The translation scene has been in a state of flux for at least a decade. Important developments have occurred since the publication of my first book on English Bible translation, The Word of God in English, and this book takes those developments into account.

With a suddenness that remains a mystery, in the middle of the last century principles of translation that had been virtually unchallenged for centuries suddenly became passé for a majority of translators. A new "orthodoxy" swept the field, and much of what I say in this book will be a critique of that philosophy.

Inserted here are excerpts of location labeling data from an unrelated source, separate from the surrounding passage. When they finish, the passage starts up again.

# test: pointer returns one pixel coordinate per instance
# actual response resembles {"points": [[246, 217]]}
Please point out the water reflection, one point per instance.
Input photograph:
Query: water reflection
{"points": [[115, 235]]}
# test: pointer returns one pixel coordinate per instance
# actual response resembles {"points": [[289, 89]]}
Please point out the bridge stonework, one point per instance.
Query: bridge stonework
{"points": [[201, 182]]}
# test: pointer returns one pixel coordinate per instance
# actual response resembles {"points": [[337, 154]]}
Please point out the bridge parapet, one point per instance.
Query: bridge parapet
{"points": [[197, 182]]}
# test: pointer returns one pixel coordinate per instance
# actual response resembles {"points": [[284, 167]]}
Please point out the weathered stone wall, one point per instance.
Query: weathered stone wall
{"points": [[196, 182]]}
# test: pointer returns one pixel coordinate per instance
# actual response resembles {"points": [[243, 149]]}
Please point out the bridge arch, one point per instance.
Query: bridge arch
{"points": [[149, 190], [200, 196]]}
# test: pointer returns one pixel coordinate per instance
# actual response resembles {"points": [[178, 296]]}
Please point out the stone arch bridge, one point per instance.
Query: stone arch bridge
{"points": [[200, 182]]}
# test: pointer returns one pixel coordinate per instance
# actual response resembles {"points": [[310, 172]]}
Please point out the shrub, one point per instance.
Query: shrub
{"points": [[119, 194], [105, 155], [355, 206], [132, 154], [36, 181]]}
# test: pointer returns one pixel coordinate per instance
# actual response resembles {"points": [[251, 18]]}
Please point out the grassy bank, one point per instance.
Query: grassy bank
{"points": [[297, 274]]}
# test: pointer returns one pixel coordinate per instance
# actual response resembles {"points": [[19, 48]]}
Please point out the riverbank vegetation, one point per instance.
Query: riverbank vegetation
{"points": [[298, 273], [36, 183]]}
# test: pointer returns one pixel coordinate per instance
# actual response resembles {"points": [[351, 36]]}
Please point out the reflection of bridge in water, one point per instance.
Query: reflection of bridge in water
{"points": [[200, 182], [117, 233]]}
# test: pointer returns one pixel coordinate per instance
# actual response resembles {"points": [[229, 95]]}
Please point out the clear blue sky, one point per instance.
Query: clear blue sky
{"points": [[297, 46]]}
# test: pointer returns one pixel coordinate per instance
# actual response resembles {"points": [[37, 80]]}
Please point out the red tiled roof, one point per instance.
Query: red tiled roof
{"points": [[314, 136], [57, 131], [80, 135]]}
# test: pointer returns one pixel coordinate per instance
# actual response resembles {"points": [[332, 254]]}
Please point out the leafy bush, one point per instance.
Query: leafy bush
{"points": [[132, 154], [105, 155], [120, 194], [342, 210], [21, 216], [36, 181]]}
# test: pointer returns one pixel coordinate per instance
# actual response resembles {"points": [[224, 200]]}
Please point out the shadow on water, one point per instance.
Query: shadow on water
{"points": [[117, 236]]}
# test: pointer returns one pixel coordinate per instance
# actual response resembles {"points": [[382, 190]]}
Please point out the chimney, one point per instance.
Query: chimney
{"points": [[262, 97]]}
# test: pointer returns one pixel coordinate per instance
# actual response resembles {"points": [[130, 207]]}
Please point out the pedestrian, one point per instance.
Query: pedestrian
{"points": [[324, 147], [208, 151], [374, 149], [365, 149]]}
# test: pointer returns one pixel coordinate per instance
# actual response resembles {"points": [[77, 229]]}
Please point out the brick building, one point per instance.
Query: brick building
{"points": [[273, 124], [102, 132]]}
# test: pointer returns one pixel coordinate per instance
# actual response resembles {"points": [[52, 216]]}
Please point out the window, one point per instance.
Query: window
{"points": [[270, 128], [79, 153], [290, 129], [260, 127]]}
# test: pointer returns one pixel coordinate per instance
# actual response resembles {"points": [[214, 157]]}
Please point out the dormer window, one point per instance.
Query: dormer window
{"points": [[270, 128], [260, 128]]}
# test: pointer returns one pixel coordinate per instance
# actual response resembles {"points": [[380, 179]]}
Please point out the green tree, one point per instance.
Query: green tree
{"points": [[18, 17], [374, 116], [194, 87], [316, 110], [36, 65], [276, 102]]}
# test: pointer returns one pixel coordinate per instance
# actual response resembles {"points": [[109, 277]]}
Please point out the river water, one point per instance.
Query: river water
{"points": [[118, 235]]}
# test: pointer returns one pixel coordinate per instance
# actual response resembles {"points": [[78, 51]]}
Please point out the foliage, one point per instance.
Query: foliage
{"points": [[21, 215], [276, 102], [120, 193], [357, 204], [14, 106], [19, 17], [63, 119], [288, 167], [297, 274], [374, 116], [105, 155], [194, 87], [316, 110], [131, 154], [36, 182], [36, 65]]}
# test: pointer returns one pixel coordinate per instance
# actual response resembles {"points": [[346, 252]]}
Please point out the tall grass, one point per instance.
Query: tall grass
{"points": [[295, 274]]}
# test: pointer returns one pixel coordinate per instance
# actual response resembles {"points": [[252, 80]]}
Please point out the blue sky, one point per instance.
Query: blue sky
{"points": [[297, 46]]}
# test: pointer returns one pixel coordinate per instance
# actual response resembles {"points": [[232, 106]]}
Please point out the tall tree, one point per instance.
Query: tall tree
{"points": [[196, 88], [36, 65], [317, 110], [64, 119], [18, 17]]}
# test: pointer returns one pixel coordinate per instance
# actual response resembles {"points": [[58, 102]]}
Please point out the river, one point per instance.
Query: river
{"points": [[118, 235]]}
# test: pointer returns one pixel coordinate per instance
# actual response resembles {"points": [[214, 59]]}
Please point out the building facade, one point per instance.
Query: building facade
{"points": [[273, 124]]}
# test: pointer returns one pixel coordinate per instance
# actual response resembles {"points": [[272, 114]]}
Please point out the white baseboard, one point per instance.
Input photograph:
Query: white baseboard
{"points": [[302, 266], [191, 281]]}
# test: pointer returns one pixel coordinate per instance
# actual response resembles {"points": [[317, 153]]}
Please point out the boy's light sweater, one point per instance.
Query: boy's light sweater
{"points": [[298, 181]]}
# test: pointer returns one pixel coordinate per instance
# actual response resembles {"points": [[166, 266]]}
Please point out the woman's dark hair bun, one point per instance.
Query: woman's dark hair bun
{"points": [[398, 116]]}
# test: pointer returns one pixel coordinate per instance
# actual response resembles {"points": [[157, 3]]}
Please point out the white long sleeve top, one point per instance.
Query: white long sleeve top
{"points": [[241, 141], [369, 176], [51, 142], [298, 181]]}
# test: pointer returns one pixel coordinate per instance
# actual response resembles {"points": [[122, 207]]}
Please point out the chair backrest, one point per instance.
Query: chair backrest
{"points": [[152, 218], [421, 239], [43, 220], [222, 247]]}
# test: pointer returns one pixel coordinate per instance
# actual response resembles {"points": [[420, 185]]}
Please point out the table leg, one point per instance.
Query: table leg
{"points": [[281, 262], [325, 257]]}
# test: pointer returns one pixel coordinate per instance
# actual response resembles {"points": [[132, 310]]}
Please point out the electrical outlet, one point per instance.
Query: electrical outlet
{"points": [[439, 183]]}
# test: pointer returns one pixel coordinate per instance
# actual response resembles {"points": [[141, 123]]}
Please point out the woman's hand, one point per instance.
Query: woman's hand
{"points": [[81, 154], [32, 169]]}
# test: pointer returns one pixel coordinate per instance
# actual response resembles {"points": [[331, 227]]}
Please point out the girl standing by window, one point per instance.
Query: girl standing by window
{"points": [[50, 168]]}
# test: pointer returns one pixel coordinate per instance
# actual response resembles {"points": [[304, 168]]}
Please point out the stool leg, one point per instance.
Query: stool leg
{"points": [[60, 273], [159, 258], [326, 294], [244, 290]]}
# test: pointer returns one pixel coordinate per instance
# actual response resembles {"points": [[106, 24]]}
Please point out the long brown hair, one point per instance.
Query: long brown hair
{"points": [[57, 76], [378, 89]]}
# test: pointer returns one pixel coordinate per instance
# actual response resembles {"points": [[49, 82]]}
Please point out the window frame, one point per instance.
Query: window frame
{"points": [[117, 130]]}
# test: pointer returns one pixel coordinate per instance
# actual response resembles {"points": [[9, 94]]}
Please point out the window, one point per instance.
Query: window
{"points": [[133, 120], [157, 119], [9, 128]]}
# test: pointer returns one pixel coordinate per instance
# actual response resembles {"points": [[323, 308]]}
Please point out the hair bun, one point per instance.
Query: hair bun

With the dawn of the current century, the new "orthodoxy" itself lost its position of unquestioned dominance. To many Bible readers it is no longer self-evident that translators should feel free to give English readers a substitute for the actual words of the original Hebrew and Greek texts. The premise that readers and market research should determine how the biblical text is translated has become highly suspect for many Bible readers. Even readers who continue to prefer dynamic equivalent translations are generally better informed about what kind of Bible they hold in their hands than they were a decade ago.

The translation scene is not only in transition; it is also highly splintered. On one side, dynamic equivalent translations can be plotted on an arc of increasing boldness in departing from what the original biblical text actually says, starting with the NIV and culminating in The Message. This family of translations is itself so diverse that it has produced the phenomenon of a destabilized Bible.

On the other end of the continuum, several essentially literal translations have recently appeared and have together diminished the stature that the NIV had enjoyed for three decades. D. A. Carson has correctly identified the rise of linguistic conservatism as one of the new developments of the past quarter century.

Defining the Terms of the Debate 

The best quick introduction to the issues involved in English Bible translation today is a listing of the concepts that underlie translation, accompanied by definitions of the key terms. Virtually all of these terms originated in the last half century, a fact that signals the degree to which English Bible translation entered a new era in the middle of the twentieth century.

Receptor language: the language into which a text written in a foreign language is translated.

Donor language: the original language in which a text is written.

Native language: synonymous with donor language—the original language in which a text is written.

Dynamic equivalent: a meaning in the receptor language that is equivalent to (but not identical with) a meaning in a native-language text; for example, the "heart" as the modern way of denoting the essence of a person, especially the emotions, which for the ancients was situated in the kidneys.